4. Activation-Aware Weight Quantization (AWQ)
AWQ recognizes that not all weights are equally important. Weights connected to activations with consistently large magnitudes are more sensitive to quantization errors.
- How it works: AWQ identifies salient weights (those multiplied by large activation inputs) based on calibration data. It then scales the weights before quantization in a way that reduces the quantization error for these salient weights, often at the expense of less important weights. This is achieved by scaling entire output channels of a weight matrix and applying the inverse scaling to the subsequent layer's activations (or input features), preserving the mathematical equivalence of the layer's output. This scaling factor is chosen to minimize the quantization error on the weights, effectively reducing the impact of weight outliers that correspond to large activation magnitudes.
- Pros: Specifically designed to handle the interplay between weights and activation magnitudes. Often achieves better accuracy preservation than simple clipping or per-tensor quantization, especially for weights.
- Cons: Relies on representative calibration data. Introduces modifications to weights that need to be accounted for during inference (often absorbed into layer scales).
5. SmoothQuant
SmoothQuant addresses the specific challenge of activation outliers, particularly when adjacent weights also have large variations. Large activation outliers often occur in specific channels across multiple tokens.

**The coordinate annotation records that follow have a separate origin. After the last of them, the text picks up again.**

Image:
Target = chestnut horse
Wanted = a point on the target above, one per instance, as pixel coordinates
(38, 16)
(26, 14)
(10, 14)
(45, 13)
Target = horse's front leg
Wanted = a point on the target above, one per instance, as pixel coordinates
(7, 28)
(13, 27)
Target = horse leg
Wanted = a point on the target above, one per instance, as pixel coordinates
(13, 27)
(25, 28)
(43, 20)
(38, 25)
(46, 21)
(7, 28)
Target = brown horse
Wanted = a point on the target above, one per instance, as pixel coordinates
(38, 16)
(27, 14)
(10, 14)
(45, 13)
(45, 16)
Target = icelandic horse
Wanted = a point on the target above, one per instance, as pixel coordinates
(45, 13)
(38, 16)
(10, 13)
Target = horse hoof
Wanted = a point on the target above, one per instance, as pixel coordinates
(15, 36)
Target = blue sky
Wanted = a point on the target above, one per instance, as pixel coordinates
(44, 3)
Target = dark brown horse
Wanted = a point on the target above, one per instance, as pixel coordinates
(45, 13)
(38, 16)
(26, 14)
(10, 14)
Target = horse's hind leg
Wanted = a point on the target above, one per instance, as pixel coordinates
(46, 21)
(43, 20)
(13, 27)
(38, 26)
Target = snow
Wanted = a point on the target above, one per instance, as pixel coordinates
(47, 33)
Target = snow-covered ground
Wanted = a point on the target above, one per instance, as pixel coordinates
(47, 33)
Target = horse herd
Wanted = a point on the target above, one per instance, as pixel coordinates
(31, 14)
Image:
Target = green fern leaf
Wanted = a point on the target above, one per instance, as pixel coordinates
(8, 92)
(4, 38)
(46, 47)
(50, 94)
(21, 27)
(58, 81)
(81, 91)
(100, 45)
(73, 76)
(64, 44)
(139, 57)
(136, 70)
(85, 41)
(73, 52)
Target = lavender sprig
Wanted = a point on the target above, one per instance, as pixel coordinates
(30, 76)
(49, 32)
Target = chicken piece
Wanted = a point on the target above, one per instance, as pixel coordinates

- How it works: SmoothQuant migrates the quantization difficulty from activations (hard to quantize due to outliers) to weights (easier to quantize). It does this by applying a mathematically equivalent scaling transformation: it scales down the problematic activation channels by a factor s and scales up the corresponding weights (along the input channel dimension) by the same factor s.
Y=(X⋅diag(s)−1)⋅(diag(s)⋅W)=XW
This smoothing factor s is chosen per-channel to balance the dynamic ranges of activations and weights, making both easier to quantize accurately using standard techniques like per-tensor quantization.
- Pros: Directly tackles activation outliers. Relatively simple concept that preserves mathematical equivalence. Can enable per-tensor quantization for activations where it previously failed.
- Cons: Requires calibration data to determine the smoothing factors. Modifies weights, potentially interacting with other techniques like weight-only quantization if not handled carefully. Adds a scaling operation or requires adjusted weights/scales during inference.
The SmoothQuant technique transforms activations (X) and weights (W) into scaled versions (X' and W') such that the final output remains the same, but the scaled tensors have distributions more amenable to quantization.
Choosing the Right Strategy
The best strategy often depends on the specific model architecture, the target bit depth, the hardware constraints, and the acceptable accuracy tolerance.
- For moderate quantization (e.g., INT8), per-channel weight quantization might suffice.
- For aggressive quantization (e.g., INT4 or lower), techniques like SmoothQuant (for activations) and AWQ (for weights), potentially combined with per-group or per-channel quantization, are often necessary.
- Mixed-precision provides a fallback for highly sensitive parts of the model.
- Clipping is a simpler starting point but often requires careful tuning and may yield suboptimal results compared to more advanced methods.
Handling outliers is a practical necessity for achieving good performance with aggressively quantized LLMs. By understanding their impact and applying targeted mitigation techniques, you can significantly improve the accuracy-performance trade-off for your deployed models. The next section will explore the specific challenges related to quantizing different components within an LLM, such as attention mechanisms.